8. Nouvel écosystème financier

Ici, l’emballement initial autour des cryptoactifs a laissé la place à une création de valeur tangible grâce à l’effet de réseau et à la mise à l’échelle. Bitcoin, Ethereum, Avalanche, ou encore Solana : les protocoles de couche 1, clé de voûte de l’infrastructure des réseaux de blockchain, superposés aux nœuds de calcul, deviennent essentiels. Quant aux projets bancals, ils sont soit consolidés, soit abandonnés.
L’engouement pour un système financier décentralisé (DeFi) contraint les banques à développer une proposition de valeur plus compétitive.De leur côté, les instances de régulation reconnaissent que les cadres règlementaires des années 1930 doivent s’adapter, sans pour autant compromettre l’intégrité du système.Enfin, les prévisions inflationnistes profitent aux cryptomonnaies et contribuent à la maturité des actifs alternatifs.

Conclusion

Les révolutions industrielles ont toujours été le fruit de progrès technologiques qui ont permis de transformer nos modèles socio-économiques.
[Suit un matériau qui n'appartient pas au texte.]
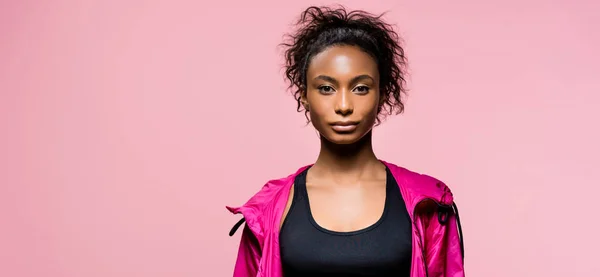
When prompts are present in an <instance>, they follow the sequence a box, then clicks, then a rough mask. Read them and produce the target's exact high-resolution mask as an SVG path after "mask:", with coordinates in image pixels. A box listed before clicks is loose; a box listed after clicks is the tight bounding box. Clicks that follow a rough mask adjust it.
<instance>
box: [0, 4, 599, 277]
mask: <svg viewBox="0 0 600 277" xmlns="http://www.w3.org/2000/svg"><path fill="white" fill-rule="evenodd" d="M325 3H328V2H315V1H237V2H232V1H211V2H206V3H202V1H187V2H183V1H180V2H178V1H37V2H34V1H2V3H1V4H0V36H1V37H0V41H1V43H0V127H1V130H2V134H1V136H0V224H1V226H0V276H7V277H9V276H10V277H19V276H36V277H37V276H48V277H54V276H65V277H67V276H68V277H72V276H82V277H94V276H102V277H105V276H111V277H121V276H229V275H230V274H231V272H232V267H233V262H234V259H235V254H236V250H237V244H238V242H239V235H240V233H237V234H236V236H235V237H233V238H230V237H228V235H227V233H228V231H229V228H230V227H231V226H232V225H233V224H234V223H235V222H236V221H237V220H238V219H239V217H237V216H231V215H230V214H229V213H228V212H227V211H226V210H225V208H224V206H225V205H239V204H242V203H243V202H244V201H245V200H246V199H247V198H248V197H250V196H251V194H252V193H254V192H255V191H257V190H258V189H259V188H260V187H261V186H262V184H263V183H264V182H265V181H266V180H268V179H271V178H277V177H282V176H285V175H287V174H289V173H291V172H292V171H294V170H296V169H297V168H298V167H300V166H302V165H304V164H306V163H310V162H312V161H314V159H315V157H316V154H317V151H318V142H317V139H316V137H315V133H314V131H313V130H312V128H311V127H310V126H309V127H303V123H304V117H303V115H302V114H299V113H296V112H295V102H294V101H293V99H292V98H291V96H289V95H288V94H287V92H286V91H285V90H284V88H285V83H284V82H283V78H282V74H281V71H280V66H281V62H282V60H281V59H280V56H279V50H278V49H277V48H276V45H277V43H279V42H280V40H281V37H282V34H283V33H284V32H285V31H287V30H289V29H288V27H289V24H290V23H291V22H292V20H293V19H294V18H295V17H296V16H297V15H298V14H299V12H300V11H301V10H302V9H304V8H305V7H306V6H307V5H309V4H325ZM342 3H345V4H348V6H349V7H350V8H363V9H367V10H369V11H372V12H383V11H386V10H389V11H390V13H389V14H388V16H387V18H388V20H389V21H390V22H392V23H397V24H398V25H399V26H400V31H401V34H402V35H403V36H404V38H405V40H406V43H407V53H408V56H409V59H410V63H411V74H412V75H411V79H410V89H411V96H410V98H409V99H408V100H407V110H406V113H405V114H404V115H402V116H398V117H393V118H391V119H389V120H388V121H386V122H385V123H384V124H383V125H382V126H380V127H378V128H377V129H376V131H375V147H376V152H377V153H378V155H379V157H380V158H382V159H385V160H388V161H393V162H395V163H398V164H400V165H403V166H406V167H408V168H410V169H413V170H417V171H420V172H423V173H427V174H430V175H433V176H436V177H438V178H441V179H443V180H444V181H446V182H447V183H448V184H449V185H450V186H451V188H452V189H453V191H454V194H455V196H456V200H457V202H458V205H459V208H460V209H461V210H460V211H461V216H462V221H463V227H464V234H465V243H466V251H467V258H466V267H467V273H468V276H482V277H483V276H485V277H494V276H499V277H500V276H593V275H595V276H597V274H598V272H600V262H598V249H600V243H599V239H598V230H597V229H596V227H595V226H597V223H598V219H597V218H598V203H597V199H598V194H599V193H600V188H599V186H598V184H599V183H600V182H599V180H600V173H599V171H598V168H597V167H598V165H599V164H600V159H599V157H600V147H599V146H598V145H599V144H600V143H599V142H600V132H599V127H598V126H599V125H600V124H599V123H598V119H600V114H599V112H598V102H600V96H599V95H600V81H599V72H600V66H599V65H600V55H598V49H600V32H599V31H598V27H599V26H600V17H598V10H600V7H599V4H598V2H597V1H566V0H564V1H475V0H473V1H436V2H435V3H433V2H432V1H391V0H390V1H371V4H368V5H367V4H366V3H367V2H366V1H362V0H361V1H343V2H342Z"/></svg>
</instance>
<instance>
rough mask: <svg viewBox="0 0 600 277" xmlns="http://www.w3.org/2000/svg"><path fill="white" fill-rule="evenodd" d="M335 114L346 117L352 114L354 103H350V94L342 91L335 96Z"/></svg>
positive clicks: (347, 91) (348, 91) (352, 101)
mask: <svg viewBox="0 0 600 277" xmlns="http://www.w3.org/2000/svg"><path fill="white" fill-rule="evenodd" d="M335 101H336V103H335V113H337V114H339V115H342V116H346V115H350V114H352V112H354V103H353V101H352V92H350V91H348V90H342V91H341V93H338V94H337V95H336V99H335Z"/></svg>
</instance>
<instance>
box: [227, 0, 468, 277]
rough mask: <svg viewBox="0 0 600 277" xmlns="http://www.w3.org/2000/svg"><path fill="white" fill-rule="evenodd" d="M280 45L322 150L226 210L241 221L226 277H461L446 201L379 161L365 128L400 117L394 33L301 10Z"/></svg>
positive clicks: (319, 8)
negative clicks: (391, 117)
mask: <svg viewBox="0 0 600 277" xmlns="http://www.w3.org/2000/svg"><path fill="white" fill-rule="evenodd" d="M298 27H299V28H298V30H297V31H296V33H294V34H292V35H291V36H290V41H289V42H287V43H284V44H283V46H285V47H286V52H285V57H286V76H287V78H288V79H289V81H290V88H293V89H294V96H295V98H296V100H297V103H298V111H305V115H306V117H307V120H309V121H310V122H312V125H313V126H314V128H315V129H316V130H317V131H318V133H319V135H320V141H321V149H320V152H319V155H318V158H317V160H316V161H315V163H314V164H312V165H308V166H304V167H302V168H300V169H298V170H297V171H296V172H295V173H293V174H291V175H289V176H287V177H285V178H282V179H278V180H271V181H269V182H267V184H266V185H265V186H264V187H263V188H262V189H261V190H260V191H259V192H258V193H257V194H256V195H255V196H254V197H252V198H251V199H250V200H249V201H248V202H247V203H246V204H244V205H243V206H241V207H238V208H230V207H228V209H229V210H230V211H231V212H233V213H236V214H237V213H241V214H243V216H244V219H242V220H240V221H239V222H238V224H236V225H235V226H234V228H233V229H232V231H231V232H230V235H233V233H235V231H236V230H237V229H238V227H239V226H240V225H241V224H242V223H243V221H245V222H246V226H245V227H244V231H243V234H242V240H241V243H240V248H239V253H238V257H237V262H236V266H235V271H234V276H236V277H238V276H239V277H241V276H264V277H267V276H268V277H281V276H285V277H295V276H395V277H399V276H413V277H415V276H417V277H420V276H455V277H456V276H464V270H463V252H464V251H463V247H462V235H461V234H459V230H460V223H459V221H458V212H457V210H456V206H455V205H454V202H453V198H452V194H451V192H450V190H449V189H448V187H447V186H445V185H444V184H443V183H442V182H441V181H438V180H436V179H434V178H432V177H429V176H426V175H421V174H418V173H414V172H411V171H409V170H407V169H404V168H401V167H398V166H396V165H394V164H392V163H388V162H385V161H382V160H379V159H378V158H377V157H376V155H375V153H374V152H373V147H372V140H371V136H372V128H373V127H374V126H375V125H377V124H378V123H379V122H380V120H381V119H382V118H383V117H384V116H385V115H390V114H393V113H401V112H402V111H403V108H404V106H403V103H402V98H401V94H402V93H404V92H405V57H404V50H403V49H402V47H401V46H400V44H399V39H398V35H397V34H396V33H395V32H394V31H393V29H392V27H391V26H390V25H389V24H387V23H385V22H384V21H382V20H381V17H380V16H379V17H378V16H373V15H371V14H369V13H366V12H363V11H353V12H347V11H346V10H345V9H344V8H337V9H331V8H326V7H322V8H320V7H310V8H308V9H307V10H305V11H304V12H303V13H302V15H301V17H300V20H299V21H298Z"/></svg>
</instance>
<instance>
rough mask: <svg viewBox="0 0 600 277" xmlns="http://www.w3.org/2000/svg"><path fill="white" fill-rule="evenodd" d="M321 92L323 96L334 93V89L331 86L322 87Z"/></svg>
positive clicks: (320, 88) (319, 89)
mask: <svg viewBox="0 0 600 277" xmlns="http://www.w3.org/2000/svg"><path fill="white" fill-rule="evenodd" d="M319 92H320V93H322V94H331V93H333V88H332V87H330V86H320V87H319Z"/></svg>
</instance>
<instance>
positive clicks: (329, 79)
mask: <svg viewBox="0 0 600 277" xmlns="http://www.w3.org/2000/svg"><path fill="white" fill-rule="evenodd" d="M319 79H320V80H324V81H327V82H331V83H334V84H336V85H338V84H339V82H338V81H337V80H336V79H335V78H333V77H330V76H327V75H319V76H317V77H315V80H319ZM364 79H369V80H371V81H373V82H375V79H373V77H371V76H369V75H367V74H362V75H358V76H355V77H353V78H352V79H351V80H350V83H351V84H354V83H356V82H358V81H361V80H364Z"/></svg>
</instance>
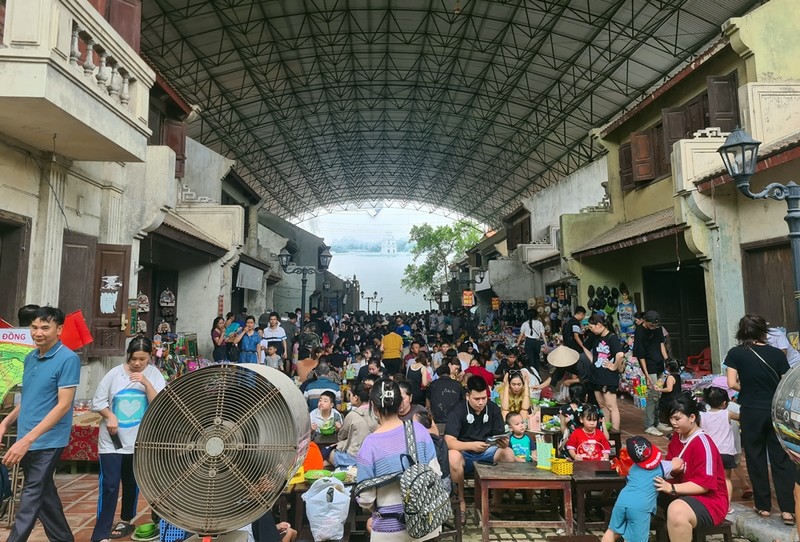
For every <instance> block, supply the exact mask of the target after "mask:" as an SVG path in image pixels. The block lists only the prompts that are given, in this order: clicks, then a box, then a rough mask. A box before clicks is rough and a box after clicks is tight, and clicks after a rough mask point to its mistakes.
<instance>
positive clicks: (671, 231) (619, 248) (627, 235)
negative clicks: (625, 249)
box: [572, 207, 686, 258]
mask: <svg viewBox="0 0 800 542" xmlns="http://www.w3.org/2000/svg"><path fill="white" fill-rule="evenodd" d="M685 229H686V226H685V225H678V224H676V223H675V211H674V210H673V209H672V207H670V208H669V209H664V210H663V211H658V212H657V213H653V214H651V215H647V216H643V217H642V218H637V219H636V220H631V221H630V222H623V223H621V224H617V225H616V226H614V227H613V228H611V229H610V230H608V231H607V232H605V233H603V234H601V235H599V236H598V237H595V238H594V239H592V240H591V241H590V242H589V243H588V244H586V245H584V246H582V247H581V248H579V249H578V250H575V251H573V252H572V256H573V257H575V258H579V257H585V256H596V255H598V254H605V253H607V252H613V251H615V250H619V249H622V248H627V247H632V246H635V245H639V244H641V243H646V242H648V241H654V240H655V239H661V238H662V237H667V236H669V235H674V234H676V233H678V232H681V231H683V230H685Z"/></svg>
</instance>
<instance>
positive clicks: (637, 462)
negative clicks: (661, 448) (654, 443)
mask: <svg viewBox="0 0 800 542" xmlns="http://www.w3.org/2000/svg"><path fill="white" fill-rule="evenodd" d="M625 448H627V450H628V455H629V456H630V457H631V459H632V460H633V462H634V463H636V464H637V465H639V466H640V467H642V468H643V469H647V470H653V469H654V468H656V467H657V466H658V464H659V463H660V462H661V450H659V449H658V448H656V447H655V446H653V444H652V443H651V442H650V441H649V440H647V439H646V438H644V437H639V436H636V437H631V438H629V439H628V440H626V441H625Z"/></svg>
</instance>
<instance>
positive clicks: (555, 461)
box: [550, 457, 573, 476]
mask: <svg viewBox="0 0 800 542" xmlns="http://www.w3.org/2000/svg"><path fill="white" fill-rule="evenodd" d="M550 470H551V471H553V474H560V475H561V476H569V475H571V474H572V471H573V465H572V461H569V460H567V459H561V458H560V457H554V458H552V459H551V460H550Z"/></svg>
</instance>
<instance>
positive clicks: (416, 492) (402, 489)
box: [356, 421, 453, 538]
mask: <svg viewBox="0 0 800 542" xmlns="http://www.w3.org/2000/svg"><path fill="white" fill-rule="evenodd" d="M403 429H404V431H405V438H406V451H407V453H406V454H403V456H402V457H404V458H406V459H407V460H408V463H409V467H408V468H407V469H405V470H403V471H402V472H400V473H394V474H385V475H383V476H377V477H375V478H371V479H369V480H364V481H363V482H361V483H359V484H358V485H357V486H356V495H358V494H359V493H361V492H362V491H364V490H367V489H370V488H373V487H381V486H384V485H386V484H389V483H391V482H394V481H396V480H397V479H398V478H399V479H400V494H401V496H402V500H403V512H402V513H401V514H396V515H395V514H381V516H382V517H396V518H397V519H398V520H399V521H400V522H401V523H404V524H405V526H406V532H407V533H408V535H409V536H410V537H411V538H422V537H423V536H425V535H428V534H430V533H432V532H433V531H435V530H436V529H438V528H439V527H441V526H442V523H444V522H445V521H447V520H448V519H450V518H451V517H452V513H453V510H452V507H451V505H450V495H449V494H448V493H447V491H446V490H445V489H444V487H443V485H442V483H441V476H440V475H439V474H437V473H436V472H435V471H434V470H433V469H431V468H430V467H429V466H428V465H427V464H425V463H421V462H420V461H419V455H418V454H417V441H416V437H415V436H414V424H413V422H410V421H406V422H403ZM401 459H402V458H401ZM376 505H377V502H376Z"/></svg>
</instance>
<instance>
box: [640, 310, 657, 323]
mask: <svg viewBox="0 0 800 542" xmlns="http://www.w3.org/2000/svg"><path fill="white" fill-rule="evenodd" d="M642 318H643V319H644V321H645V322H650V323H651V324H660V323H661V315H660V314H658V313H657V312H656V311H647V312H646V313H644V316H642Z"/></svg>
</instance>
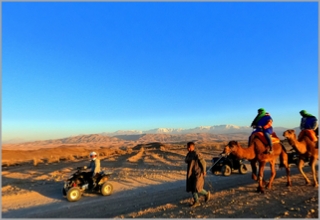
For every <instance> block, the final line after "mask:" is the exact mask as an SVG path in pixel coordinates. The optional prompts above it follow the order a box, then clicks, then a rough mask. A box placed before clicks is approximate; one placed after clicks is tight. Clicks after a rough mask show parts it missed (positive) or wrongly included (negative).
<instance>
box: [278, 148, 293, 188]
mask: <svg viewBox="0 0 320 220" xmlns="http://www.w3.org/2000/svg"><path fill="white" fill-rule="evenodd" d="M280 161H281V162H282V165H283V166H284V167H285V168H286V173H287V186H292V183H291V177H290V167H289V158H288V154H287V153H286V152H285V151H283V150H282V152H281V154H280Z"/></svg>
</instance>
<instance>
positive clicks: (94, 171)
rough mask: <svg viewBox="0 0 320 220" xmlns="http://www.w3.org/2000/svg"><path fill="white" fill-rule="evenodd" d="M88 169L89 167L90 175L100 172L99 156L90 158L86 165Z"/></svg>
mask: <svg viewBox="0 0 320 220" xmlns="http://www.w3.org/2000/svg"><path fill="white" fill-rule="evenodd" d="M88 169H90V171H89V172H92V176H95V175H96V174H97V173H100V171H101V170H100V160H99V158H96V159H95V160H91V161H90V164H89V166H88Z"/></svg>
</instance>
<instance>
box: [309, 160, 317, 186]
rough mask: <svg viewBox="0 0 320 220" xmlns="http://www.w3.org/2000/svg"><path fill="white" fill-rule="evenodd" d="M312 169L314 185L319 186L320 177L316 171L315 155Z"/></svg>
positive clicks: (311, 164)
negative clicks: (318, 175) (318, 184)
mask: <svg viewBox="0 0 320 220" xmlns="http://www.w3.org/2000/svg"><path fill="white" fill-rule="evenodd" d="M310 159H311V170H312V176H313V181H314V184H313V185H314V186H315V187H318V178H317V172H316V162H317V161H316V159H315V158H314V157H311V158H310Z"/></svg>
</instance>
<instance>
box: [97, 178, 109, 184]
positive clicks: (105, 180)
mask: <svg viewBox="0 0 320 220" xmlns="http://www.w3.org/2000/svg"><path fill="white" fill-rule="evenodd" d="M108 179H109V178H108V176H103V177H101V179H100V180H99V182H98V185H102V184H104V183H105V182H106V181H107V180H108Z"/></svg>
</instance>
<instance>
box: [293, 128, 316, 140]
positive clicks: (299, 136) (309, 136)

À cet égard, le boom technologique de ces deux dernières années a donné aux banques les moyens de moderniser leurs business models et de répondre aux nouvelles attentes des clients. En somme, une nouvelle révolution, financière cette fois, est en marche.En 2022, les grandes banques mettront les bouchées doubles pour adopter une stratégie technologique pérenne et mener une transformation digitale de bout en bout. L’objectif : maintenir leur compétitivité et se préparer à la prochaine vague « disruptive ».